HILLSIDE, NJ — The township’s police union president has accused the chief of trying to turn the department against him in a newly filed lawsuit against the top cop.
Fraternal Order of Police Lodge 82 President Michael Flowers filed a hostile work environment and whistleblower suit against the township and Police Chief Vincent Ricciardi in state Superior Court on June 13.
Ricciardi or his appointment as chief last year has been the subject of three lawsuits filed by members of the police department.
“After speaking with our township attorney on this matter, we have been advised that the Township cannot comment on pending litigation,” township spokeswoman Natalie Pineiro said in an email.
Flowers, who has been working as an officer for about 12 years in the department, claims Ricciardi moved him to a different platoon to “punish him” for making a complaint in October about an unidentified police sergeant. The lawsuit alleges the sergeant had made changes to a police report Flowers wrote without his consent.
An attorney for Flowers, Patrick Toscano, told LocalSource the sergeant was not identified in the suit because there may be a pending “confidential” internal affairs investigation about the incident.
According to the lawsuit, other officers in the department told Flowers the sergeant was heard saying Flowers was transferred because he was “a bad influence and was turning other officers against the supervisors.”

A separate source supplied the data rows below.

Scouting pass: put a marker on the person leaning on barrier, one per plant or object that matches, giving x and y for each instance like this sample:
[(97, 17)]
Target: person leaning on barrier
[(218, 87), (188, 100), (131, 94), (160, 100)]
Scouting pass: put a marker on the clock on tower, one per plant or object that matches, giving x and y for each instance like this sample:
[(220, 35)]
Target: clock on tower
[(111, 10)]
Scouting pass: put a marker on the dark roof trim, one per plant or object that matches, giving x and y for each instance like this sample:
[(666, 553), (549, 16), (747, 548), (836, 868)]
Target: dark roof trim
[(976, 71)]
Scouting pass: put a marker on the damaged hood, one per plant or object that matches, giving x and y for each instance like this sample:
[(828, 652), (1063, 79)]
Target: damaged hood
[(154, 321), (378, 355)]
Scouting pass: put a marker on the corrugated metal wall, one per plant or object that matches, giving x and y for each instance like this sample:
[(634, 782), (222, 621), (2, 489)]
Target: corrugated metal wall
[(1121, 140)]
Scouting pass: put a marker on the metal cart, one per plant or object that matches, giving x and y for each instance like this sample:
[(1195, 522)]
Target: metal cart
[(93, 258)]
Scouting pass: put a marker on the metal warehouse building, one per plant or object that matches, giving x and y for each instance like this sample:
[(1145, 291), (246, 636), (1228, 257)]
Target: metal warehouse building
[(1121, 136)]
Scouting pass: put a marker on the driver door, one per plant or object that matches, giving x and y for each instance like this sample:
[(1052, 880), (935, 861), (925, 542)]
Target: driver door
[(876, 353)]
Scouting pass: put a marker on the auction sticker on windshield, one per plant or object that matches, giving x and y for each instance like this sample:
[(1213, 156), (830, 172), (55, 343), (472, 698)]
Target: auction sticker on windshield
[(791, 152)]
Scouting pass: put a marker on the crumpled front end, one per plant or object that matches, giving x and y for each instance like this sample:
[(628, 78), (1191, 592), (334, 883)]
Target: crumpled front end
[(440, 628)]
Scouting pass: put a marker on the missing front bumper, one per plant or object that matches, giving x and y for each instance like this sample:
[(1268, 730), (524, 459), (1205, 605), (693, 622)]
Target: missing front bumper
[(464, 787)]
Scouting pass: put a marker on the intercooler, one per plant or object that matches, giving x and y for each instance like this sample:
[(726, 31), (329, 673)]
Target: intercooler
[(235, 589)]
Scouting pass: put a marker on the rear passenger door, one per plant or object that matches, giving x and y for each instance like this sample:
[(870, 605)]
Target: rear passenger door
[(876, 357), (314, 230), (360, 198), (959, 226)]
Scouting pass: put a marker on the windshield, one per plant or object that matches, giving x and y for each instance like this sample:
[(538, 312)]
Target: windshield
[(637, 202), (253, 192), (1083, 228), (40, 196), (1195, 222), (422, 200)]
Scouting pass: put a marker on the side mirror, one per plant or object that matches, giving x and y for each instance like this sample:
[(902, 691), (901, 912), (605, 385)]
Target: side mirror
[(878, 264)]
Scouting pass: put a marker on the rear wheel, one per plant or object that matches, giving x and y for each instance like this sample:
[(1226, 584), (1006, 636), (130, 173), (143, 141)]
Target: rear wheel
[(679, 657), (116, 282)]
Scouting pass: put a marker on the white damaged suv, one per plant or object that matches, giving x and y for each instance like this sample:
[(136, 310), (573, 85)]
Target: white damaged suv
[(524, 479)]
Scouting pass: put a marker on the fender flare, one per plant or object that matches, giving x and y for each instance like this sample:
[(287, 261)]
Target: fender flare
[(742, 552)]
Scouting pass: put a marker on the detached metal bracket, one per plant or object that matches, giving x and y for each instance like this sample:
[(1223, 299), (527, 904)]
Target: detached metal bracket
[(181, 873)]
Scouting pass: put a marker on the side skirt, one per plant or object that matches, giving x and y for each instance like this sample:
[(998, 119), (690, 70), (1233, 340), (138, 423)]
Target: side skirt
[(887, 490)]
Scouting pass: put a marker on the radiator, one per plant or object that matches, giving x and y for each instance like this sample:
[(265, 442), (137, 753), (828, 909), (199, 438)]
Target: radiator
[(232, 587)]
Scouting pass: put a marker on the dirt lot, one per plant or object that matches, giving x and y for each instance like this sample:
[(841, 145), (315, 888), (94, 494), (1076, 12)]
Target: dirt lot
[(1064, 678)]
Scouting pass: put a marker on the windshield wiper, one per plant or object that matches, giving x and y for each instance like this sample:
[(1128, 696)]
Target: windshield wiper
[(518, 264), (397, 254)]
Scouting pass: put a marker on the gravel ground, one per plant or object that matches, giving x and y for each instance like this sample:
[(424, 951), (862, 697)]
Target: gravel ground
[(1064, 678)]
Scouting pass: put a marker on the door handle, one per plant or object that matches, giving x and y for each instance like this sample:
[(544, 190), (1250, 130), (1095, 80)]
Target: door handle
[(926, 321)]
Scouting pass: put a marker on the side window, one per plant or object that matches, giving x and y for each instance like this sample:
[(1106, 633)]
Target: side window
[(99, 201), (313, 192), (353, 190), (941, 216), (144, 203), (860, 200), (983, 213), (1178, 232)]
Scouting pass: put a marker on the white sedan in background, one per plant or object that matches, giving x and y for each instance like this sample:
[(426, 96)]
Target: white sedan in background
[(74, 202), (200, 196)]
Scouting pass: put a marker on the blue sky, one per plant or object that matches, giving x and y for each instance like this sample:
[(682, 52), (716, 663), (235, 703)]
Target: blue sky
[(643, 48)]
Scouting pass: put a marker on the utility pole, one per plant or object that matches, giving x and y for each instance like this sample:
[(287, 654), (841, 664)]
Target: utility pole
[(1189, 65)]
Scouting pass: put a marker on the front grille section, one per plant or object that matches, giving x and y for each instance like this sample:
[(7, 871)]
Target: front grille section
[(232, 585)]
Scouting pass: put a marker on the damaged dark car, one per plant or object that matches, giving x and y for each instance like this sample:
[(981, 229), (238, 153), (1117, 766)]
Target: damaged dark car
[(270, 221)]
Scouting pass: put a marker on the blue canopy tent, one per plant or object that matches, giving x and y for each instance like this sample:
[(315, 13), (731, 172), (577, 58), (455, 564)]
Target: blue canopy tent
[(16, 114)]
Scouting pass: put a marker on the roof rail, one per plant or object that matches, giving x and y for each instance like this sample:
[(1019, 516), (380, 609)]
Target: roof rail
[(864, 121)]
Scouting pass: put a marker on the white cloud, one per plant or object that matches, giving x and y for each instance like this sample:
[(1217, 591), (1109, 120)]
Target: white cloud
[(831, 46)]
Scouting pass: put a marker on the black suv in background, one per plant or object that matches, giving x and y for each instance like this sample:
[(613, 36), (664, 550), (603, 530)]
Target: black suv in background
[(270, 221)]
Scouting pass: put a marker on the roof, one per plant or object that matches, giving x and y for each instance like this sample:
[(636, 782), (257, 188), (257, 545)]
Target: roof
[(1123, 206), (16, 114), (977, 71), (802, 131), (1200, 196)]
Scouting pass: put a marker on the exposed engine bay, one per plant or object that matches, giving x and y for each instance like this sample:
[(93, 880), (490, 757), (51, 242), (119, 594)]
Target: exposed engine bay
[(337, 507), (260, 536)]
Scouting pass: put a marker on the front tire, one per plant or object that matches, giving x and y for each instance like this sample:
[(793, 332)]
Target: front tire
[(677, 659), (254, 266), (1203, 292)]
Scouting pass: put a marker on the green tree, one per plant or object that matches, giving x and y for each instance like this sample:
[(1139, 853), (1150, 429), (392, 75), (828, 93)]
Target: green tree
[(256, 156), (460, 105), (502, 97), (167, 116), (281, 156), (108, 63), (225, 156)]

The lawsuit alleges Ricciardi took “umbrage” at Flowers for his work in the police union, which often made Flowers take on the administration and chief.
In May 2017, both local police unions in Hillside took a vote of confidence for former acting police Chief Louis Panarese. Panarese sued the township after former Mayor Angela Garretson demoted him and appointed Ricciardi in his place.
As previously reported by LocalSource, Ricciardi’s appointment caused strife within the department. Capt. Nick Lomonte also sued the township, alleging he’d been passed up for the chief position by the former mayor out of retaliation.
Flowers’ suit claims Ricciardi accused him of fabricating a burglary incident he had reported seeing at his home. According to Flowers, he saw a ladder leaning up against his house April 24, and believed a burglary was either taking place or had already occurred.
“Ricciardi went so far as to assign every officer and detective in the department to help to gather evidence with the sole purpose to charge the plaintiff for fabricating evidence,” the suit reads.
The suit also claims that Ricciardi suggested Flowers make a video statement so that fingerprint and DNA analysis could be obtained, and that the the chief made it known he wanted to report Flowers to the Union County Prosecutor’s Office.
Ricciardi also issued Flowers a counseling letter as a form of discipline “for not saying hello or talking to him,” a “silly” allegation, the suit claims. The chief also allegedly denied Flowers’ request to speak with students at George Washington Elementary School during a volunteer event, which the suit claimed violated the officer’s freedom of speech.
EDITOR’S NOTE: A previous version incorrectly identified a defendant in earlier lawsuits.